Job responsibilities
- Implements distributes ML experimentation and training platform for firm-wide use in accordance with the requirements and design.
- Implements, and supports tools and workflows to facilitate machine learning experiments, automated training runs, and production deployments.
- Extends machine learning libraries and frameworks to support complex requirements.
- Delivers thoughtful data scientist experience with APIs and SDKs for the training platform.

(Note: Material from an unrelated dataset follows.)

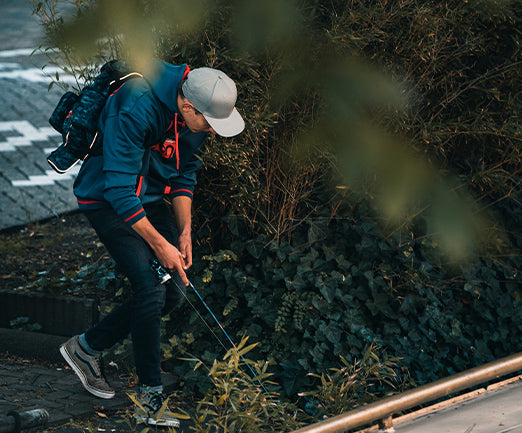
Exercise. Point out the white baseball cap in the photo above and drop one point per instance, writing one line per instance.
(214, 95)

- Collaborates with infrastructure engineering, product management, and security and compliance teams to deliver tailored, robust solutions.
Required qualifications, capabilities, and skills
- Formal training or certification on software engineering concepts and 3+ years applied experience
- Knowledge of software development processes in an ML environment.
- Understanding and hands-on experience with public cloud technologies, especially with AWS, in the context of ML engineering workflows, specifically featurization, experimentation, training, and evaluation.
- Programming skills in Python and experience with ML frameworks and libraries such as TensorFlow, PyTorch, Scikit-Learn, JAX, etc.
- Hands-on experience implementing DevOps practices using tools such as Docker, Jenkins, Spinnaker, and Terraform.
- Knowledge of Big Data and related technologies such as Hadoop, Spark, and Airflow.
Preferred qualifications, capabilities, and skills
- Knowledge of SageMaker, EMR, and AWS ML stack.
- Knowledge of Kubernetes ecosystem, including EKS, Helm, and Custom Operators.